Periventricular gradient of T1 tissue alterations in multiple sclerosis

Manuela Vaneckova, Gian Franco Piredda, Michaela Andelova, Jan Krasensky, Tomas Uher, Barbora Srpova, Eva Kubala Havrdova, Karolina Vodehnalova, Dana Horakova, Tom Hilbert, Bénédicte Maréchal, Mário João Fartaria, Veronica Ravano, Tobias Kober, Manuela Vaneckova, Gian Franco Piredda, Michaela Andelova, Jan Krasensky, Tomas Uher, Barbora Srpova, Eva Kubala Havrdova, Karolina Vodehnalova, Dana Horakova, Tom Hilbert, Bénédicte Maréchal, Mário João Fartaria, Veronica Ravano, Tobias Kober

Abstract

Objective: Pathology in multiple sclerosis is not homogenously distributed. Recently, it has been shown that structures adjacent to CSF are more severely affected. A gradient of brain tissue involvement was shown with more severe pathology in periventricular areas and in proximity to brain surfaces such as the subarachnoid spaces and ependyma, and hence termed the "surface-in" gradient. Here, we study whether (i) the surface-in gradient of periventricular tissue alteration measured by T1 relaxometry is already present in early multiple sclerosis patients, (ii) how it differs between early and progressive multiple sclerosis patients, and (iii) whether the gradient-derived metrics in normal-appearing white matter and lesions correlate better with physical disability than conventional MRI-based metrics.

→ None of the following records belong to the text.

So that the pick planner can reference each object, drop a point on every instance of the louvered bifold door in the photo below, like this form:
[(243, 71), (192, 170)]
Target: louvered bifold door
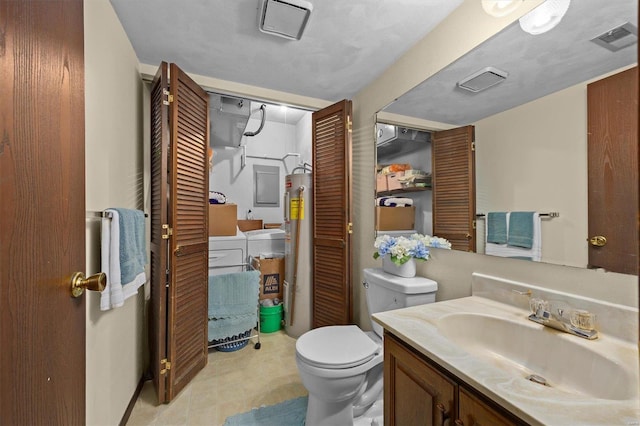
[(332, 300), (189, 203), (453, 180), (159, 216)]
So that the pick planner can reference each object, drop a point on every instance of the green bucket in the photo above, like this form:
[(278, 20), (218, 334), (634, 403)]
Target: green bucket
[(270, 318)]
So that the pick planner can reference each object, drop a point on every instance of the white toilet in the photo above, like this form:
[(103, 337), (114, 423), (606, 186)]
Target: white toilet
[(341, 366)]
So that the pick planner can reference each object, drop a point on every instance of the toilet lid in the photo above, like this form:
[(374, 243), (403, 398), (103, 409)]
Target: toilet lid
[(340, 346)]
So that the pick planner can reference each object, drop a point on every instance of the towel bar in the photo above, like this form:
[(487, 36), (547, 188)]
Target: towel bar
[(549, 215), (101, 214)]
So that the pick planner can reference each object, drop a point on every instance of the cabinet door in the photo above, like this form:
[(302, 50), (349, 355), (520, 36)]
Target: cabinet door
[(475, 412), (414, 393)]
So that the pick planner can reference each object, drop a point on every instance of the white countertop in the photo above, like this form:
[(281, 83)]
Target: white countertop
[(533, 403)]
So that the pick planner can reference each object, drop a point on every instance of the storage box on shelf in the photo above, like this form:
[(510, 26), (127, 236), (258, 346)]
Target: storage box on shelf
[(223, 220), (394, 218)]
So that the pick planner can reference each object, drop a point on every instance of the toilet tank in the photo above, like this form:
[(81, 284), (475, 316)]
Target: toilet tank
[(385, 292)]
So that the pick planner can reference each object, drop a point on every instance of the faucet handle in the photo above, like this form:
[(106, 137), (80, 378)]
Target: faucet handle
[(583, 320), (539, 307)]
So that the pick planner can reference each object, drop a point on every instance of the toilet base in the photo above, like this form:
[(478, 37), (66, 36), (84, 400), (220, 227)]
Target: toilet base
[(322, 413)]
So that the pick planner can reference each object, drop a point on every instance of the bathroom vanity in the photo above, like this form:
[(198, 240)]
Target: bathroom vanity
[(480, 360), (419, 391)]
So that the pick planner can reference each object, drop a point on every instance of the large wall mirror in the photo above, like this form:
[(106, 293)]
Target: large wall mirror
[(530, 127)]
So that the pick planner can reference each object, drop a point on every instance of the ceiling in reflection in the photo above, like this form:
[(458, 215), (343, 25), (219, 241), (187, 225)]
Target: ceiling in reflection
[(537, 65)]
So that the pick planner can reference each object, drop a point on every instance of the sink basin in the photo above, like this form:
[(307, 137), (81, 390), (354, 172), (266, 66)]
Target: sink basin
[(524, 348)]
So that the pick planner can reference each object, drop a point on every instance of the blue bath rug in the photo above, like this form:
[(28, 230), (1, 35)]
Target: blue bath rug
[(288, 413)]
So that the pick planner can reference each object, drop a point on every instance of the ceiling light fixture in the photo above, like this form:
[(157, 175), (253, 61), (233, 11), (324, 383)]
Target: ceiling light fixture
[(284, 18), (544, 17), (499, 8)]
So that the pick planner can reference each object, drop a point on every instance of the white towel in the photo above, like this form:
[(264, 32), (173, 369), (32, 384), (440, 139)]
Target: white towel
[(503, 250), (115, 292)]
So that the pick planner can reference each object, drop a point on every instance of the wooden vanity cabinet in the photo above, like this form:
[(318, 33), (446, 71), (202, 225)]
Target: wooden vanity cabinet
[(416, 393)]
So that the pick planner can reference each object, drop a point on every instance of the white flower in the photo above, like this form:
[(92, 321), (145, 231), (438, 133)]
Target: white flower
[(401, 249)]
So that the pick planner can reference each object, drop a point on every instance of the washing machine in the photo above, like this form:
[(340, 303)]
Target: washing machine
[(227, 254), (269, 242)]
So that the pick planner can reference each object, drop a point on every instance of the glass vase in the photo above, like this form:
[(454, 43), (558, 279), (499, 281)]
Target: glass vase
[(406, 270)]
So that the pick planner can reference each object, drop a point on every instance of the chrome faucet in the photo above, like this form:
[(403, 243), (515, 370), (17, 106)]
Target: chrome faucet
[(580, 323)]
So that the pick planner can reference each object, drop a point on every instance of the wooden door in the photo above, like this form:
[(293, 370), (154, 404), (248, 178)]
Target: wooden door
[(181, 244), (42, 212), (414, 393), (332, 291), (613, 172), (454, 187), (159, 246)]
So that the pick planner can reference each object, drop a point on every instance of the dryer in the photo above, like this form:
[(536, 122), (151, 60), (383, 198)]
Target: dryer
[(227, 254), (265, 241)]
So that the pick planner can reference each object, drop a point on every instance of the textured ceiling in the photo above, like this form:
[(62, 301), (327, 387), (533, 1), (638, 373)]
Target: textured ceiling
[(346, 45), (537, 65)]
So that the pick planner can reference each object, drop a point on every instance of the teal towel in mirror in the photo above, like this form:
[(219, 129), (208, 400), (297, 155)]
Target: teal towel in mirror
[(497, 227), (521, 229)]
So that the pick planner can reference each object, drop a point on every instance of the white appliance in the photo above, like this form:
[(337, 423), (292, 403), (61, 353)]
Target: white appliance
[(265, 241), (298, 279), (227, 254)]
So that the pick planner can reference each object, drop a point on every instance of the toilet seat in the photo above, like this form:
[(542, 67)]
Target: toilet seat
[(336, 347)]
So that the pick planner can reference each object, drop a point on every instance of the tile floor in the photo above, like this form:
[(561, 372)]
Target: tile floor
[(231, 383)]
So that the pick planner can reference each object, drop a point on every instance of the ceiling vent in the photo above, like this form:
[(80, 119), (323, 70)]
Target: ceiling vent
[(618, 37), (284, 18), (483, 79)]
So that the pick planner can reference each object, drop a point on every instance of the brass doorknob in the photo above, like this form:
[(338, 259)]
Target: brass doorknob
[(598, 241), (96, 282)]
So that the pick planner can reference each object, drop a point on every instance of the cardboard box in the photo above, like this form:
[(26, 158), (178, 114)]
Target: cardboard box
[(393, 182), (271, 277), (223, 220), (395, 218), (381, 183)]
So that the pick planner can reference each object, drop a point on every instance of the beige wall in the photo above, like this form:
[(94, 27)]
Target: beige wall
[(534, 157), (116, 339), (451, 269)]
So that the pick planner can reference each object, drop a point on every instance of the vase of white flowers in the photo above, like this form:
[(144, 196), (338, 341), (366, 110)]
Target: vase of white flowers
[(399, 253)]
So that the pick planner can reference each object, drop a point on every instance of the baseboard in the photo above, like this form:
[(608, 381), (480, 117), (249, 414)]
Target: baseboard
[(134, 398)]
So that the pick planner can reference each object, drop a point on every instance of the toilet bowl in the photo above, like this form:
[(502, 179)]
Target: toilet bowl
[(341, 366)]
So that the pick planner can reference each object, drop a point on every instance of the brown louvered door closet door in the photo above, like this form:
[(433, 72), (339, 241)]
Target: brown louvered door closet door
[(454, 189), (332, 302), (159, 216), (189, 193)]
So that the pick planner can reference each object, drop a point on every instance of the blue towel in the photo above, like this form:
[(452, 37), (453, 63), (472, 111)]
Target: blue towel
[(233, 295), (497, 227), (521, 229), (133, 249)]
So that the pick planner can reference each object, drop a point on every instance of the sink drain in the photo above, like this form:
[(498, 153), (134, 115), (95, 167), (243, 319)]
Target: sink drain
[(537, 379)]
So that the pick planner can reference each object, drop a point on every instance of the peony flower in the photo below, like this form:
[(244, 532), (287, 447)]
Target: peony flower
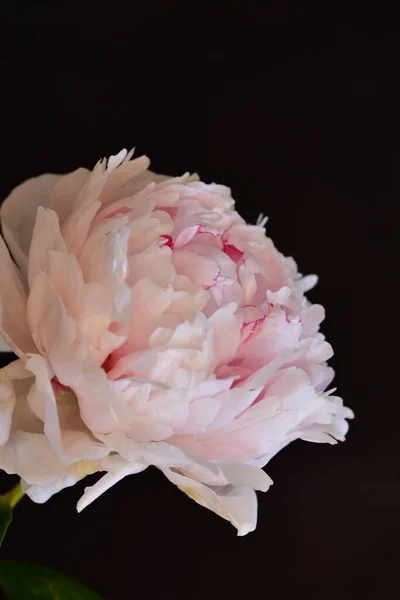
[(153, 326)]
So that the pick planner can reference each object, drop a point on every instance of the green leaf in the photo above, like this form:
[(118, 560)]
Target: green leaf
[(7, 504), (25, 581)]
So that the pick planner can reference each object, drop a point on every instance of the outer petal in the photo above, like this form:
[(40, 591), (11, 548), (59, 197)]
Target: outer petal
[(4, 347), (13, 305), (31, 456), (7, 403), (117, 469), (18, 214), (235, 504)]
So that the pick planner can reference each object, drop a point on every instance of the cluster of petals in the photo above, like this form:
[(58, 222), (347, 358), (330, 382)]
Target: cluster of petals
[(153, 326)]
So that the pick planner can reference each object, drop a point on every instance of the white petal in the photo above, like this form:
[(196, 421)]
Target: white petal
[(114, 475), (235, 504), (18, 214)]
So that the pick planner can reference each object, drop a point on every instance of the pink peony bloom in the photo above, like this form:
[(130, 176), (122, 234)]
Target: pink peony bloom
[(155, 327)]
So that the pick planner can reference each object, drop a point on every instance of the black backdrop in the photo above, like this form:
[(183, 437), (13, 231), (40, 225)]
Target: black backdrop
[(297, 110)]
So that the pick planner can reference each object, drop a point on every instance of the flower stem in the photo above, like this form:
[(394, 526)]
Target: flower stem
[(14, 495)]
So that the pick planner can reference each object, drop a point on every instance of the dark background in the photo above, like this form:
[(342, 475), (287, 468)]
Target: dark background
[(296, 108)]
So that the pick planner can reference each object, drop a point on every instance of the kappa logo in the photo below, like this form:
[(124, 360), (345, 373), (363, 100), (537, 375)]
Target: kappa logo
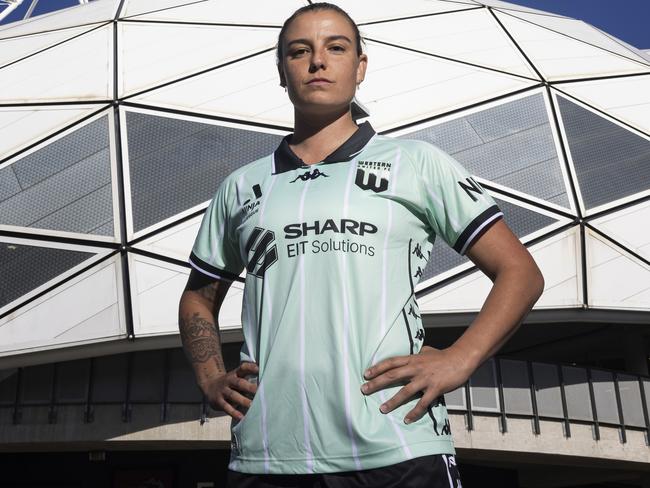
[(265, 252), (372, 175), (309, 175)]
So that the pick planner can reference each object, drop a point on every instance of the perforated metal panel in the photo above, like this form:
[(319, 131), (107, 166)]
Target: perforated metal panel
[(24, 268), (547, 390), (511, 144), (610, 161), (65, 186), (175, 164)]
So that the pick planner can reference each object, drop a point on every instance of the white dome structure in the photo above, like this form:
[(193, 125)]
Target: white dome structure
[(119, 119)]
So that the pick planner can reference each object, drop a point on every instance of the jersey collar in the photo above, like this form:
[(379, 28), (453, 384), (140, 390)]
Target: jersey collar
[(287, 160)]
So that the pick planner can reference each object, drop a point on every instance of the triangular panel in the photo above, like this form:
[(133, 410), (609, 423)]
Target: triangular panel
[(525, 223), (185, 158), (579, 30), (28, 267), (153, 53), (472, 36), (223, 12), (615, 279), (79, 68), (629, 227), (557, 258), (85, 308), (17, 48), (93, 12), (560, 57), (510, 143), (248, 90), (65, 185), (389, 9), (627, 99), (610, 161), (403, 86), (22, 126)]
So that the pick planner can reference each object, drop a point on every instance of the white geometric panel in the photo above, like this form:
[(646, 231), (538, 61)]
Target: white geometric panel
[(557, 259), (403, 86), (615, 278), (50, 321), (176, 242), (559, 57), (93, 12), (153, 53), (472, 36), (629, 227), (581, 31), (156, 287), (627, 99), (78, 69), (221, 11), (390, 9), (248, 90), (17, 48), (22, 126)]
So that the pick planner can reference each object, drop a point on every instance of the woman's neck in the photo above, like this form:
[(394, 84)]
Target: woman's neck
[(315, 138)]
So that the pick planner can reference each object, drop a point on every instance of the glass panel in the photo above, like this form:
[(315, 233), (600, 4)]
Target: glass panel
[(610, 161), (8, 379), (176, 164), (182, 384), (628, 386), (65, 186), (605, 396), (547, 390), (511, 144), (516, 387), (456, 398), (109, 378), (24, 268), (483, 385), (576, 389), (147, 379), (37, 384), (72, 381)]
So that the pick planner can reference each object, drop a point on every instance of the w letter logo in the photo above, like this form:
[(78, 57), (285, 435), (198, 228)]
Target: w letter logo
[(263, 255), (372, 184)]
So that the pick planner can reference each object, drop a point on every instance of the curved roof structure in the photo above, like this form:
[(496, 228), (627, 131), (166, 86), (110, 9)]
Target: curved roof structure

Methods: Forty-seven patients with early multiple sclerosis, 52 with progressive multiple sclerosis, and 92 healthy controls were included in the study. Isotropic 3D T1 relaxometry maps were obtained using the Magnetization-Prepared 2 Rapid Acquisition Gradient Echoes sequence at 3 T. After spatially normalizing the T1 maps into a study-specific common space, T1 inter-subject variability within the healthy cohort was modelled voxel-wise, yielding a normative T1 atlas. Individual comparisons of each multiple sclerosis patient against the atlas were performed by computing z-scores. Equidistant bands of voxels were defined around the ventricles in the supratentorial white matter; the z-scores in these bands were analysed and compared between the early and progressive multiple sclerosis cohorts. Correlations between both conventional and z-score-gradient-derived MRI metrics and the Expanded Disability Status Scale were assessed.

Results: Patients with early and progressive multiple sclerosis demonstrated a periventricular gradient of T1 relaxation time z-scores. In progressive multiple sclerosis, z-score-derived metrics reflecting the gradient of tissue abnormality in normal-appearing white matter were more strongly correlated with disability (maximal rho = 0.374) than the conventional lesion volume and count (maximal rho = 0.189 and 0.21 respectively). In early multiple sclerosis, the gradient of normal-appearing white matter volume with z-scores > 2 at baseline correlated with clinical disability assessed at two years follow-up.

Conclusion: Our results suggest that the surface-in white matter gradient of tissue alteration is detectable with T1 relaxometry and is already present at clinical disease onset. The periventricular gradients correlate with clinical disability. The periventricular gradient in normal-appearing white matter may thus qualify as a promising biomarker for monitoring of disease activity from an early stage in all phenotypes of multiple sclerosis.

Trial registration: ClinicalTrials.gov NCT03706118.

Keywords: Atlas-based assessment; Gradient of tissue damage; MP2RAGE; Multiple sclerosis; T(1)-relaxometry.

Conflict of interest statement

M. Vaneckova received speaker honoraria, consultant fees, and travel expenses from Biogen Idec, Novartis, Roche, Genzyme, and Teva, as well as support for research activities from Biogen Idec. G.F. Piredda, T. Hilbert, B. Marechal and T. Kober are employees of Siemens Healthcare AG, Switzerland. M. Andelova received financial support for conference travel from Novartis, Genzyme, Merck Serono, Biogen Idec, and Roche. J. Krasensky received financial support for research activities from Biogen Idec. T. Uher received financial support for conference travel and honoraria from Biogen Idec, Novartis, Roche, Genzyme, and Merck Serono, as well as support for research activities from Biogen Idec and Sanofi.B. Srpova received financial support for conference travel from Novartis, Genzyme, Merck Serono, Biogen Idec, and Roche. E. Kubala Havrdova received speaker honoraria and consultant fees from Biogen Idec, Merck Serono, Novartis, Genzyme, Teva, Actelion, and Receptos, as well as support for research activities from Biogen Idec and Merck Serono. K. Vodehnalova received compensation for travel, conference fees, and consulting fees from Merck, Sanofi Genzyme, Biogen Idec, and Novartis. D. Horakova received compensation for travel, speaker honoraria and consultant fees from Biogen Idec, Novartis, Merck Serono, Bayer Shering, and Teva, as well as support for research activities from Biogen Idec.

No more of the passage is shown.